From 29f9fec267d70a6059f6dd10b33c2bb762ba0e68 Mon Sep 17 00:00:00 2001
From: Matthew Honnibal <honnibal+gh@gmail.com>
Date: Mon, 7 Oct 2019 23:34:58 +0200
Subject: [PATCH] Improve spacy pretrain (#4393)

* Support bilstm_depth arg in spacy pretrain

* Add option to ignore zero vectors in get_cossim_loss

* Use cosine loss in Cloze multitask
---
 spacy/_ml.py             | 14 +++++++++++---
 spacy/cli/pretrain.py    |  8 +++++++-
 spacy/pipeline/pipes.pyx |  5 ++---
 3 files changed, 20 insertions(+), 7 deletions(-)

diff --git a/spacy/_ml.py b/spacy/_ml.py
index 6104324ab..86dac6c7a 100644
--- a/spacy/_ml.py
+++ b/spacy/_ml.py
@@ -953,16 +953,24 @@ class CharacterEmbed(Model):
         return output, backprop_character_embed
 
 
-def get_cossim_loss(yh, y):
+def get_cossim_loss(yh, y, ignore_zeros=False):
+    xp = get_array_module(yh)
+    # Find the zero vectors
+    if ignore_zeros:
+        zero_indices = xp.abs(y).sum(axis=1) == 0
     # Add a small constant to avoid 0 vectors
     yh = yh + 1e-8
     y = y + 1e-8
     # https://math.stackexchange.com/questions/1923613/partial-derivative-of-cosine-similarity
-    xp = get_array_module(yh)
     norm_yh = xp.linalg.norm(yh, axis=1, keepdims=True)
     norm_y = xp.linalg.norm(y, axis=1, keepdims=True)
     mul_norms = norm_yh * norm_y
     cosine = (yh * y).sum(axis=1, keepdims=True) / mul_norms
     d_yh = (y / mul_norms) - (cosine * (yh / norm_yh ** 2))
-    loss = xp.abs(cosine - 1).sum()
+    losses = xp.abs(cosine - 1)
+    if ignore_zeros:
+        # If the target was a zero vector, don't count it in the loss.
+        d_yh[zero_indices] = 0
+        losses[zero_indices] = 0
+    loss = losses.sum()
     return loss, -d_yh
diff --git a/spacy/cli/pretrain.py b/spacy/cli/pretrain.py
index 60f703d2f..891e15fa2 100644
--- a/spacy/cli/pretrain.py
+++ b/spacy/cli/pretrain.py
@@ -35,6 +35,7 @@ from .train import _load_pretrained_tok2vec
     output_dir=("Directory to write models to on each epoch", "positional", None, str),
     width=("Width of CNN layers", "option", "cw", int),
     depth=("Depth of CNN layers", "option", "cd", int),
+    bilstm_depth=("Depth of BiLSTM layers (requires PyTorch)", "option", "lstm", int),
     embed_rows=("Number of embedding rows", "option", "er", int),
     loss_func=(
         "Loss function to use for the objective.
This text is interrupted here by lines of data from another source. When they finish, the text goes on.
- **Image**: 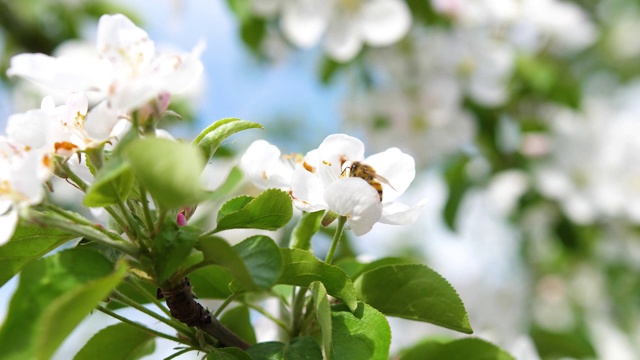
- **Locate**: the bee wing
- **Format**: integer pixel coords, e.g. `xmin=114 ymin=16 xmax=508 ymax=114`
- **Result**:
xmin=373 ymin=174 xmax=398 ymax=191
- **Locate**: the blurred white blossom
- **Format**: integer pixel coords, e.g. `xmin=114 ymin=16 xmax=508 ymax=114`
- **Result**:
xmin=536 ymin=84 xmax=640 ymax=224
xmin=253 ymin=0 xmax=411 ymax=62
xmin=7 ymin=14 xmax=203 ymax=112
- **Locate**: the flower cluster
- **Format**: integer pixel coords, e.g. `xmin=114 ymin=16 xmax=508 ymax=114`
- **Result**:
xmin=0 ymin=14 xmax=202 ymax=245
xmin=345 ymin=0 xmax=598 ymax=163
xmin=535 ymin=83 xmax=640 ymax=224
xmin=241 ymin=134 xmax=425 ymax=236
xmin=253 ymin=0 xmax=411 ymax=62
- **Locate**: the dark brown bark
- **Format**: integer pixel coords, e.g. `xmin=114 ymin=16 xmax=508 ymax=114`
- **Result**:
xmin=159 ymin=278 xmax=249 ymax=350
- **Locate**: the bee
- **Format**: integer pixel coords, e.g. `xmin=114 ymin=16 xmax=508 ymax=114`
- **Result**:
xmin=341 ymin=161 xmax=395 ymax=201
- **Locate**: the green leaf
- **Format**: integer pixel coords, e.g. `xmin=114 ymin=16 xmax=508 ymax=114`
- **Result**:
xmin=333 ymin=257 xmax=366 ymax=279
xmin=309 ymin=281 xmax=332 ymax=354
xmin=355 ymin=264 xmax=473 ymax=334
xmin=217 ymin=195 xmax=254 ymax=222
xmin=189 ymin=265 xmax=233 ymax=299
xmin=351 ymin=257 xmax=415 ymax=280
xmin=196 ymin=236 xmax=259 ymax=291
xmin=247 ymin=336 xmax=322 ymax=360
xmin=193 ymin=118 xmax=262 ymax=160
xmin=207 ymin=348 xmax=253 ymax=360
xmin=105 ymin=278 xmax=158 ymax=310
xmin=233 ymin=235 xmax=282 ymax=289
xmin=443 ymin=155 xmax=472 ymax=230
xmin=398 ymin=338 xmax=515 ymax=360
xmin=0 ymin=248 xmax=127 ymax=359
xmin=331 ymin=302 xmax=391 ymax=360
xmin=291 ymin=210 xmax=324 ymax=250
xmin=125 ymin=138 xmax=205 ymax=208
xmin=0 ymin=220 xmax=78 ymax=286
xmin=73 ymin=323 xmax=155 ymax=360
xmin=278 ymin=248 xmax=357 ymax=310
xmin=82 ymin=157 xmax=134 ymax=207
xmin=220 ymin=305 xmax=256 ymax=345
xmin=216 ymin=189 xmax=293 ymax=232
xmin=152 ymin=221 xmax=201 ymax=283
xmin=530 ymin=324 xmax=598 ymax=359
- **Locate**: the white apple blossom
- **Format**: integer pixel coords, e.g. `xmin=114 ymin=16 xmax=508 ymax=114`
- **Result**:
xmin=7 ymin=14 xmax=202 ymax=112
xmin=535 ymin=84 xmax=640 ymax=224
xmin=0 ymin=136 xmax=51 ymax=245
xmin=7 ymin=93 xmax=122 ymax=157
xmin=291 ymin=134 xmax=425 ymax=236
xmin=240 ymin=140 xmax=302 ymax=191
xmin=254 ymin=0 xmax=411 ymax=62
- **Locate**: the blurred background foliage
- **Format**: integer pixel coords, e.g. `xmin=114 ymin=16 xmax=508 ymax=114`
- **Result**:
xmin=0 ymin=0 xmax=640 ymax=359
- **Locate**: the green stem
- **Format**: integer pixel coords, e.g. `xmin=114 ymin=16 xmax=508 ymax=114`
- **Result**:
xmin=291 ymin=288 xmax=307 ymax=338
xmin=116 ymin=199 xmax=140 ymax=240
xmin=213 ymin=293 xmax=242 ymax=318
xmin=96 ymin=305 xmax=184 ymax=343
xmin=244 ymin=303 xmax=291 ymax=334
xmin=180 ymin=261 xmax=212 ymax=277
xmin=32 ymin=212 xmax=138 ymax=258
xmin=139 ymin=185 xmax=153 ymax=232
xmin=127 ymin=278 xmax=171 ymax=317
xmin=163 ymin=348 xmax=198 ymax=360
xmin=111 ymin=291 xmax=193 ymax=335
xmin=104 ymin=206 xmax=127 ymax=235
xmin=153 ymin=207 xmax=167 ymax=234
xmin=324 ymin=216 xmax=347 ymax=264
xmin=45 ymin=204 xmax=124 ymax=241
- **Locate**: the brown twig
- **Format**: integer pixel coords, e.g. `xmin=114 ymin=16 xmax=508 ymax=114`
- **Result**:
xmin=158 ymin=278 xmax=250 ymax=350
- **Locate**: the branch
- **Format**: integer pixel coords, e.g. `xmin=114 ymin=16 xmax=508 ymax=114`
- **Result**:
xmin=159 ymin=278 xmax=250 ymax=350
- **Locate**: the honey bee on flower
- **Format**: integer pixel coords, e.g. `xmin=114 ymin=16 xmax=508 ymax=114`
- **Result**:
xmin=241 ymin=134 xmax=424 ymax=236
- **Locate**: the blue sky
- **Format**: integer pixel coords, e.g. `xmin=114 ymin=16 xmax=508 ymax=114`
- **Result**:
xmin=127 ymin=0 xmax=344 ymax=152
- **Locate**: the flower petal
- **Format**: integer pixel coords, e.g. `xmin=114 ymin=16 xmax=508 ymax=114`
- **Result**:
xmin=324 ymin=14 xmax=362 ymax=62
xmin=361 ymin=0 xmax=411 ymax=46
xmin=7 ymin=54 xmax=108 ymax=93
xmin=324 ymin=178 xmax=382 ymax=236
xmin=280 ymin=0 xmax=331 ymax=48
xmin=96 ymin=14 xmax=155 ymax=76
xmin=291 ymin=169 xmax=327 ymax=211
xmin=6 ymin=109 xmax=54 ymax=149
xmin=240 ymin=140 xmax=293 ymax=190
xmin=380 ymin=199 xmax=427 ymax=225
xmin=364 ymin=148 xmax=416 ymax=203
xmin=85 ymin=101 xmax=120 ymax=142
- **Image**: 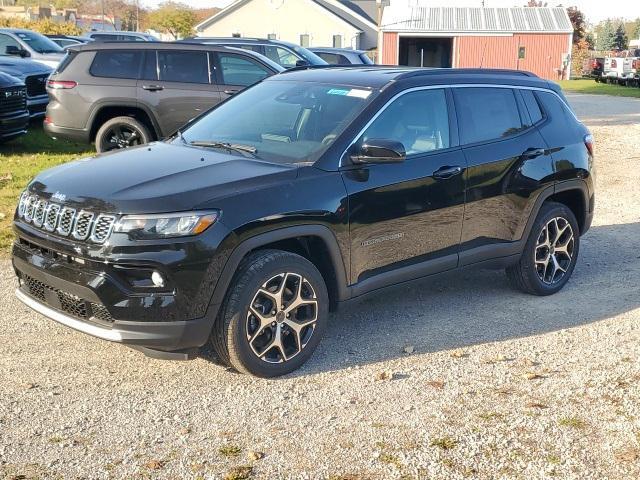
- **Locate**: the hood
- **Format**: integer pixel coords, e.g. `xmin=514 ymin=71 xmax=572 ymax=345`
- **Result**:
xmin=29 ymin=142 xmax=297 ymax=213
xmin=0 ymin=55 xmax=53 ymax=80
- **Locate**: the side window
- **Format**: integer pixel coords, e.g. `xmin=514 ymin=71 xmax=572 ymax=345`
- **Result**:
xmin=360 ymin=89 xmax=449 ymax=155
xmin=520 ymin=90 xmax=543 ymax=125
xmin=218 ymin=53 xmax=271 ymax=87
xmin=141 ymin=50 xmax=158 ymax=80
xmin=0 ymin=34 xmax=22 ymax=55
xmin=158 ymin=50 xmax=209 ymax=84
xmin=89 ymin=50 xmax=142 ymax=79
xmin=453 ymin=87 xmax=523 ymax=144
xmin=264 ymin=45 xmax=300 ymax=68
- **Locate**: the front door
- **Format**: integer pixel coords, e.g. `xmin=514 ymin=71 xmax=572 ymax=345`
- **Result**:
xmin=343 ymin=89 xmax=465 ymax=294
xmin=138 ymin=50 xmax=221 ymax=137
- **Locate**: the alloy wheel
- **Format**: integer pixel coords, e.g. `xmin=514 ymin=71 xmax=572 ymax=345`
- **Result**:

Either 'L2' or 'cosine'",
@@ -80,6 +81,7 @@ def pretrain(
     output_dir,
     width=96,
     depth=4,
+    bilstm_depth=2,
     embed_rows=2000,
     loss_func="cosine",
     use_vectors=False,
@@ -116,6 +118,10 @@ def pretrain(
     util.fix_random_seed(seed)
 
     has_gpu = prefer_gpu()
+    if has_gpu:
+        import torch
+
+        torch.set_default_tensor_type("torch.cuda.FloatTensor")
     msg.info("Using GPU" if has_gpu else "Not using GPU")
 
     output_dir = Path(output_dir)
@@ -151,7 +157,7 @@ def pretrain(
             embed_rows,
             conv_depth=depth,
             pretrained_vectors=pretrained_vectors,
-            bilstm_depth=0,  # Requires PyTorch. Experimental.
+            bilstm_depth=bilstm_depth,  # Requires PyTorch. Experimental.
             cnn_maxout_pieces=3,  # You can try setting this higher
             subword_features=True,  # Set to False for Chinese etc
         ),
diff --git a/spacy/pipeline/pipes.pyx b/spacy/pipeline/pipes.pyx
index 23509fcae..63ab09e56 100644
--- a/spacy/pipeline/pipes.pyx
+++ b/spacy/pipeline/pipes.pyx
@@ -29,7 +29,7 @@ from .._ml import Tok2Vec, build_tagger_model, cosine, get_cossim_loss
 from .._ml import build_text_classifier, build_simple_cnn_text_classifier
 from .._ml import build_bow_text_classifier, build_nel_encoder
 from .._ml import link_vectors_to_models, zero_init, flatten
-from .._ml import masked_language_model, create_default_optimizer
+from .._ml import masked_language_model, create_default_optimizer, get_cossim_loss
 from ..errors import Errors, TempErrors, user_warning, Warnings
 from .. import util
 
@@ -880,8 +880,7 @@ class ClozeMultitask(Pipe):
         # and look them up all at once. This prevents data copying.
         ids = self.model.ops.flatten([doc.to_array(ID).ravel() for doc in docs])
         target = vectors[ids]
-        gradient = (prediction - target) / prediction.shape[0]
-        loss = (gradient**2).sum()
+        loss, gradient = get_cossim_loss(prediction, target, ignore_zeros=True)
         return float(loss), gradient
 
     def update(self, docs, golds, drop=0., sgd=None, losses=None):